Wednesday, December 30, 2009

A Glimpse of PyCon in Your Hometown

As in past years local Python user groups are hosting PyCon speakers to give their talks in a dress rehearsal before PyCon. It is good for the speakers, good for the local user groups, and good for PyCon (more polished talks! I did a teardown/rewrite of my talk last year based on Boston PIG feedback). Here are three dates I know of with locations and speakers:

Toronto, Feb 16, Linux Caffe


* Leigh Honeywell: Think Globally, Hack Locally - Teaching Python in Your Community
* Greg Wilson: What We've Learned From Building Basie
* Mike Fletcher: Debating 'til Dawn: Topics to keep you up all night

Boston, Jan 20, Microsoft NERD center


* Francesco Pierfederici: Python for Large Astronomical Data Reduction and Analysis Systems
* Jack Diederich: Python's Dusty Corners
* Ned Batchelder: Tests and Testability
* [added] Antonio Rodriguez: preview of his Keynote

Boston, Feb 3, Microsoft NERD center


* Peter Portante: Demystifying Non-Blocking and Asynchronous I/O
* Glyph Lefkowitz: Turtles All The Way Down: Demystifying Deferreds, Decorators, and Declarations
* Edward Abrams: DJing in Python: Audio processing fundamentals

Seattle, Jan 30, Paul Allen Center


[added from Seattle PIG in the comments]
* Speakers TBD


The Toronto announcement is here and though Boston hasn't been officially announced it was organized by Ned Batchelder this year (he organized last year's "PyCon on the Charles" too).

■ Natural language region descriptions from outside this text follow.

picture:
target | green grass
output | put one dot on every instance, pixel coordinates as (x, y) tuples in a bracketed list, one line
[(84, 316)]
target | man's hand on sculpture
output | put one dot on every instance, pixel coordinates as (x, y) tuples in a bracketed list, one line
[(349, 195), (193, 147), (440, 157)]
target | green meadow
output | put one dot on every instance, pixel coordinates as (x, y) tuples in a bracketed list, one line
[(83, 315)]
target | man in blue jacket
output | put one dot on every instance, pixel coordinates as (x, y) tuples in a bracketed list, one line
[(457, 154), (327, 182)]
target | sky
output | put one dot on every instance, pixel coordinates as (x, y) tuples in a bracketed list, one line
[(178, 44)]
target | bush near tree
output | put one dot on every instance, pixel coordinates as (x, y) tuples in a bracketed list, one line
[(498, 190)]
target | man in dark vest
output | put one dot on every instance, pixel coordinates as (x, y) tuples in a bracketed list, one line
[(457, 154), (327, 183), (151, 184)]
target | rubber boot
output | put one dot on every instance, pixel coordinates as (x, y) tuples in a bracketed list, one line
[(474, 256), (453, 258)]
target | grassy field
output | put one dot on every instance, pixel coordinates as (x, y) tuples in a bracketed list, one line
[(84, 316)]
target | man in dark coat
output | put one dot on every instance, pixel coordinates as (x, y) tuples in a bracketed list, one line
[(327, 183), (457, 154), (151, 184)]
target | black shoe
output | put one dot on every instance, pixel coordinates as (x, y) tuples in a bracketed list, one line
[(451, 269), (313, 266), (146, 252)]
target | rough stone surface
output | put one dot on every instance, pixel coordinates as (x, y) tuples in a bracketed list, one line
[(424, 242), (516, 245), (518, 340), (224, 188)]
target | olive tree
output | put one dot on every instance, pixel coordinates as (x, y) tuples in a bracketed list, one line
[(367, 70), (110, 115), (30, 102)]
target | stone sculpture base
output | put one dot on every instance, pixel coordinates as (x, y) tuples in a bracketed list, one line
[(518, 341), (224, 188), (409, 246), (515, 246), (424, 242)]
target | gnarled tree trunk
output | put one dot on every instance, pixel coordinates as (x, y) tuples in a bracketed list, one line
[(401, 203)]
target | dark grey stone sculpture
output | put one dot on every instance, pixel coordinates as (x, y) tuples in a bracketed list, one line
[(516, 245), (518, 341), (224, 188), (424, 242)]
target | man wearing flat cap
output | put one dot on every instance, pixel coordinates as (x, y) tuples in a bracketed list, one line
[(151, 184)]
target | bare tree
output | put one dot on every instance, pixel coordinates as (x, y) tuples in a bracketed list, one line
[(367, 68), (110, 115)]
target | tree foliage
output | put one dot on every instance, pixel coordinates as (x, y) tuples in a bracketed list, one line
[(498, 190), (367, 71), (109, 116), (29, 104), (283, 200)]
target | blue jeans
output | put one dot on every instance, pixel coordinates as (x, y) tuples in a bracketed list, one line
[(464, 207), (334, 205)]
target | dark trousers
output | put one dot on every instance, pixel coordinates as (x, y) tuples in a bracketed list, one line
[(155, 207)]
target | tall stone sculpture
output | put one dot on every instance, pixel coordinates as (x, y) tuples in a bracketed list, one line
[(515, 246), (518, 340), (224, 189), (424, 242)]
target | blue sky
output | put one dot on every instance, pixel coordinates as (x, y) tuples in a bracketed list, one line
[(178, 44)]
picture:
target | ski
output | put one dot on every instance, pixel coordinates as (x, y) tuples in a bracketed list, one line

I'm happy to see Boston back up in the rankings with six talks this year. I intend to fully [ab]use my slot by briefly highlighting all the "dusty corners" (all the __method__ methods and object protocols) and then, based on feedback, expanding on just a subset for PyCon proper. The opportunity to see talks beforehand is a boon; you can see a talk NOW and free up a slot during PyCon and you can also see talks that you would otherwise skip altogether (I saw a great talk last year that I wouldn't have picked based on the printed program's blurb). And of course you can get ahead on your "hallway track" by catching up with people a month ahead of time.